The settlements were brought under the whistleblower provisions of the California False Claims Act by Julio Bordas, the former medical director of CenCal, which entitles him to 10% of the recovery – at federal cost – in cases involving allegations of losses to the Medicaid program.
Dignity issued the following statment on the settlement:
"On Dec. 7, the Department of Justice issued a press release announcing a settlement regarding alleged improper Medi-Cal claims submitted over seven years ago in connection with the Medicaid Adult Expansion under the Patient Protection and Affordable Care Act. During the period Dignity Health d/b/a Marian Regional Medical Center and French Hospital Medical Center, provided critically necessary population health management, patient navigation, homeless outreach, and health education programs and related services to this newly-eligible adult Medi-Cal population, in their spoken languages, in Santa Barbara and San Luis Obispo Counties.
Dignity Health provided these services in accordance with a previously established program and agreement and in addition to the underlying services agreements between the providers and co-defendant Santa Barbara San Luis Obispo Regional Health Authority (d/b/a CenCal Health), the county organized health system responsible for administering the Medi-Cal program in Santa Barbara and San Luis Obispo Counties. Under the program, Dignity Health submitted to CenCal Health detailed monthly reconciliation statements and annual reports, and was paid by CenCal in accordance with the agreements.
As such, Dignity Health received fair market value compensation from CenCal for services actually provided to this vulnerable population, and maintains all reimbursements were properly received.
Dignity Health entered into the settlement agreement with the United States and State of California to resolve the matter without the expense of litigation, and without admitting any liability."
Tenet Healthcare Corporation issued the following statement:
"We stand behind the efforts of our team to serve the Medi-Cal population in San Luis Obispo and Santa Barbara counties, California.
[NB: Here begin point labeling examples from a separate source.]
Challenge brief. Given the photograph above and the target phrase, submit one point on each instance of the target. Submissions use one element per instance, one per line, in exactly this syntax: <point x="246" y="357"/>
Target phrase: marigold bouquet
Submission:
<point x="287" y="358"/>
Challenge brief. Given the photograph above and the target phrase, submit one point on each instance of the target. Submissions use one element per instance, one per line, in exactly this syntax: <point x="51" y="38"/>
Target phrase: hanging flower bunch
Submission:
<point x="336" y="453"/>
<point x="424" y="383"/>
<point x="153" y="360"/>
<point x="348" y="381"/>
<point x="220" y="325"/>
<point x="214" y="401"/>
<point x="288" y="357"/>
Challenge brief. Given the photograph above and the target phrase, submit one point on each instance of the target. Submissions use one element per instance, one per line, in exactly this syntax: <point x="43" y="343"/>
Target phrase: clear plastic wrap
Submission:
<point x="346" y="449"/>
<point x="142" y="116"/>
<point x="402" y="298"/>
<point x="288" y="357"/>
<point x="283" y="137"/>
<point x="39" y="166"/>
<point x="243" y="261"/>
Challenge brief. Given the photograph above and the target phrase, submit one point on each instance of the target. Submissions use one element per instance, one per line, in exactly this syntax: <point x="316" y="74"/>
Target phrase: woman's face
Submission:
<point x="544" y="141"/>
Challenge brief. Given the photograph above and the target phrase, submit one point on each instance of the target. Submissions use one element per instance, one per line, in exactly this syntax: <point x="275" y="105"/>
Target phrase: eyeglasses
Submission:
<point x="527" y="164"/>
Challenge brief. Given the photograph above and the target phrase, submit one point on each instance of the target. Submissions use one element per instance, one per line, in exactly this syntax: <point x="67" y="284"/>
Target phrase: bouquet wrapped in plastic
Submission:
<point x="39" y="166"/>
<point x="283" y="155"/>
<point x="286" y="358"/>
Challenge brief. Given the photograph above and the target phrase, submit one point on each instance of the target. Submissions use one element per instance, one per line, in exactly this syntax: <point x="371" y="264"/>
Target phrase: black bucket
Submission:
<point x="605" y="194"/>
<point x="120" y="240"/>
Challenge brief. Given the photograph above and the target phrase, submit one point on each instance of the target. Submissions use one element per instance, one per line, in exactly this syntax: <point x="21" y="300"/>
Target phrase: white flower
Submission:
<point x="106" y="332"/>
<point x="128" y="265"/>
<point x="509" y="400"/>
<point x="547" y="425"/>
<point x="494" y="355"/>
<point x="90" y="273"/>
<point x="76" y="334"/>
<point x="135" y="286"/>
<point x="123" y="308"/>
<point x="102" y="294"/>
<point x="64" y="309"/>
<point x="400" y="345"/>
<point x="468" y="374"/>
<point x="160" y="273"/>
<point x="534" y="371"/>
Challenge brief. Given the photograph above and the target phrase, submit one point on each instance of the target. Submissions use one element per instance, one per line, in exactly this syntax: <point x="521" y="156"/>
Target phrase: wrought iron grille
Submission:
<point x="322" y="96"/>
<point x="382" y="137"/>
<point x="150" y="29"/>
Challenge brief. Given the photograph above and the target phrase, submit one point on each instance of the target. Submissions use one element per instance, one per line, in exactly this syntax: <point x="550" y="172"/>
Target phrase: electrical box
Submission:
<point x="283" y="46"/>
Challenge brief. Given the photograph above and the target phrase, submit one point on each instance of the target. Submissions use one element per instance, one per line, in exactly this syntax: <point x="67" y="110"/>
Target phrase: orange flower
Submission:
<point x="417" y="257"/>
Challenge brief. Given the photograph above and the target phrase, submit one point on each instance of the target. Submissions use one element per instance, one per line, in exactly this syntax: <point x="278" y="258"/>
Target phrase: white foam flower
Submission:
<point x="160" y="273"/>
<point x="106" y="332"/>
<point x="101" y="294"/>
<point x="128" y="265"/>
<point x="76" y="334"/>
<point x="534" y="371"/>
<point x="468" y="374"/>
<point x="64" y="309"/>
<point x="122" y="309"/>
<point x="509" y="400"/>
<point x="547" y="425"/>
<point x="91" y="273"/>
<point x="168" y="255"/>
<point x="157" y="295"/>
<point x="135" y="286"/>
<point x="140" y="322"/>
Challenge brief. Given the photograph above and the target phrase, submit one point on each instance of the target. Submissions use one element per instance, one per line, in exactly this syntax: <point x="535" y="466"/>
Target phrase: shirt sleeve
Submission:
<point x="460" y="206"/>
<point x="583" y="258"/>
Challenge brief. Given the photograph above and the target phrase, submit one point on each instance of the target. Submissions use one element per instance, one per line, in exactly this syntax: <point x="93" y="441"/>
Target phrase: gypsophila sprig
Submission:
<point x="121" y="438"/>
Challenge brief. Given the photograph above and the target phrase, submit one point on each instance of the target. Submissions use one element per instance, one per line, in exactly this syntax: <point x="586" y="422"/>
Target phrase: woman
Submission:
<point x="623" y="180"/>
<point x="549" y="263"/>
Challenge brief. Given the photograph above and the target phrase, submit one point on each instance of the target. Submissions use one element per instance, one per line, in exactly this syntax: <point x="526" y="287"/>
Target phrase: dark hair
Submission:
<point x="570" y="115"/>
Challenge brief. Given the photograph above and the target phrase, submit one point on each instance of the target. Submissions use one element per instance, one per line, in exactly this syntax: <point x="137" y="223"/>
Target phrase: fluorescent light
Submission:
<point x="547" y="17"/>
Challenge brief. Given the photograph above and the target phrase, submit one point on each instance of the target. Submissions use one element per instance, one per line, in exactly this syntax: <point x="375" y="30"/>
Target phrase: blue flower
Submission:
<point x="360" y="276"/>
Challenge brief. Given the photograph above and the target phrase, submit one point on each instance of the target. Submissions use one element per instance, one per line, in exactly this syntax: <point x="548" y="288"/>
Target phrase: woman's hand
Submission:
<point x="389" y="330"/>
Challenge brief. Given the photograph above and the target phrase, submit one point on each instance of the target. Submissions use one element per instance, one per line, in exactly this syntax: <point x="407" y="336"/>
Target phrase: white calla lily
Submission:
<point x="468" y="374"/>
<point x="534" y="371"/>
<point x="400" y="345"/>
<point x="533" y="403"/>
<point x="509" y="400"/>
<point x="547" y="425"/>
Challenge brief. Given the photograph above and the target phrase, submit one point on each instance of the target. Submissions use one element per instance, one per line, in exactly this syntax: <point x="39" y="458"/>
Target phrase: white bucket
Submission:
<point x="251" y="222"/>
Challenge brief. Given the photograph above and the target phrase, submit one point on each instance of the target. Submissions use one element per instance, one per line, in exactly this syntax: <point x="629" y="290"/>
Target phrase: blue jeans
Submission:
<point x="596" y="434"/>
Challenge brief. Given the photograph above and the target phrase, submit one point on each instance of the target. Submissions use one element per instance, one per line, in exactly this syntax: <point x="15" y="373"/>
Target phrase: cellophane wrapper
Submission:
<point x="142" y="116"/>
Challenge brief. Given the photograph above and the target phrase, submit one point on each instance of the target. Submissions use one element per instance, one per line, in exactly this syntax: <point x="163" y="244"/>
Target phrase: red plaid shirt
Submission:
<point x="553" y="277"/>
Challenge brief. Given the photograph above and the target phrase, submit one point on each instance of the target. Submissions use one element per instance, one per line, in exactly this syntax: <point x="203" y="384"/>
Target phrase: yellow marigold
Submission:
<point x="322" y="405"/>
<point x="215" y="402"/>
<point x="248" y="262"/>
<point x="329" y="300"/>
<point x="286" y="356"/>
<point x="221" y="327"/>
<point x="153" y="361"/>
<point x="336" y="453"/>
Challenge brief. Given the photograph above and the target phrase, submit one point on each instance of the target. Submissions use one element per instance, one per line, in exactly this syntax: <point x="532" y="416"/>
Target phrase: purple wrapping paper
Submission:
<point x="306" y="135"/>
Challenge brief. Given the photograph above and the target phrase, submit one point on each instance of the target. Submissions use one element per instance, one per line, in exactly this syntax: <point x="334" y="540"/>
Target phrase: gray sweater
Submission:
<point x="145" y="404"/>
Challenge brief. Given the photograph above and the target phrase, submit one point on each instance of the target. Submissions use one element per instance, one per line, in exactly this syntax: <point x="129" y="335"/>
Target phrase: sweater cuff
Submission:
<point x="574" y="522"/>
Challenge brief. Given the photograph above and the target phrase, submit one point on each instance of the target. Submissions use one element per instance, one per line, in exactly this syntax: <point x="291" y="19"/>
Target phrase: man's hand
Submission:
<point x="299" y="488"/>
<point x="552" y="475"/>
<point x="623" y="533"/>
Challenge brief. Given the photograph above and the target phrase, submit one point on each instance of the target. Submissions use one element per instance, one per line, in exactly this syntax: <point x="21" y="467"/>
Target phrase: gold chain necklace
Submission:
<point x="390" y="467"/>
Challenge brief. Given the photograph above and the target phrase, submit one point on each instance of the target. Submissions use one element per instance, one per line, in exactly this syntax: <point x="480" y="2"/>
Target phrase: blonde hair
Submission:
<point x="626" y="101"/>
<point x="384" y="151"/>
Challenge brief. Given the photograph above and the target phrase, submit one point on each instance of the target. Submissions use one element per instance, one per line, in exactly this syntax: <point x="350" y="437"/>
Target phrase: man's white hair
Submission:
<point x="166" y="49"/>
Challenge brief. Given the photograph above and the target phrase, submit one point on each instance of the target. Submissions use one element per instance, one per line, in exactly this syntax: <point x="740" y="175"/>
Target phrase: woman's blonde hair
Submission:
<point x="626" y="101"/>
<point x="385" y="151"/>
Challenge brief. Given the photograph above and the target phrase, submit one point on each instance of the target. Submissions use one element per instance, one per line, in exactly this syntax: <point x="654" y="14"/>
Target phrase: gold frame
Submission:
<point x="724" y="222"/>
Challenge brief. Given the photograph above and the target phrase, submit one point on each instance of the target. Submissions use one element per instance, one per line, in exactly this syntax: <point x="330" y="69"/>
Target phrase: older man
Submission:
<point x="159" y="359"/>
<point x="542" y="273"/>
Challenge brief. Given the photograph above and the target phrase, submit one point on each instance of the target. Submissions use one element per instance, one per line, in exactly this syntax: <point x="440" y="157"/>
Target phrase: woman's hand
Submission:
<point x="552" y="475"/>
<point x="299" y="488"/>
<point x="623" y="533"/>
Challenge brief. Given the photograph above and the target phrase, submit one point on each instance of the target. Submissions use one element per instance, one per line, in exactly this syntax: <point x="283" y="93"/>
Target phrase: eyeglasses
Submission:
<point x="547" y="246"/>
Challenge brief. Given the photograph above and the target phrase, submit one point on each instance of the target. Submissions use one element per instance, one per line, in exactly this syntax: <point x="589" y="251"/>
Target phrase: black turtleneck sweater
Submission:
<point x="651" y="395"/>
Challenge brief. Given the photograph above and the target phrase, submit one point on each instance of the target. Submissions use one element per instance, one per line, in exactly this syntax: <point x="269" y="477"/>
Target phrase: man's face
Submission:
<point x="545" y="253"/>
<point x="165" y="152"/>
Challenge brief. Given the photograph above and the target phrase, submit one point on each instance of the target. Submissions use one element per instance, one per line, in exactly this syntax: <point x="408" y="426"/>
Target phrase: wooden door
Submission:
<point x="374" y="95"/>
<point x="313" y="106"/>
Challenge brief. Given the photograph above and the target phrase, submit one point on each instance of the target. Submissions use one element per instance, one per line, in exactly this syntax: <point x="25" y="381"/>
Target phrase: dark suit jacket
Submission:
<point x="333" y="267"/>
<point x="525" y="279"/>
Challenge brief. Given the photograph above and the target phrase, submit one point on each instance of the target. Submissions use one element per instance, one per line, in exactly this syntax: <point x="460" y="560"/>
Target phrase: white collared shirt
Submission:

Sierra Vista Regional Medical Center and Twin Cities Community Hospital strongly deny the allegations but resolved this matter to avoid the expense and distraction of further litigation. The hospitals used the Medi-Cal funds received from CenCal Health to serve Medi-Cal beneficiaries as intended.
Sierra Vista and Twin Cities remain committed to full compliance with all California and federal healthcare program requirements. Our hospitals and dedicated care teams remain committed to providing high quality care to Medi-Cal patients in our community."
“Every day, Medi-Cal provides support for Californians in need of essential healthcare, and when companies take advantage of this system at the expense of patients, they must be held accountable.”
California Attorney General Rob Bonta
John Commins is a content specialist and online news editor for HealthLeaders, a Simplify Compliance brand.
The settlements resolve allegations that Dignity, Twin Cities and Sierra Vista knowingly submitted false claims to Medi-Cal for "enhanced services" provided for the adult expansion patients between Feb. 1, 2015, and June 30, 2016, and that Twin Cities and Sierra Vista provided for those patients between Jan. 1, 2014, and April 30, 2015.
Tenet and Dignity deny any wrongdoing, but say they settled to avoid costly and lengthy litigation.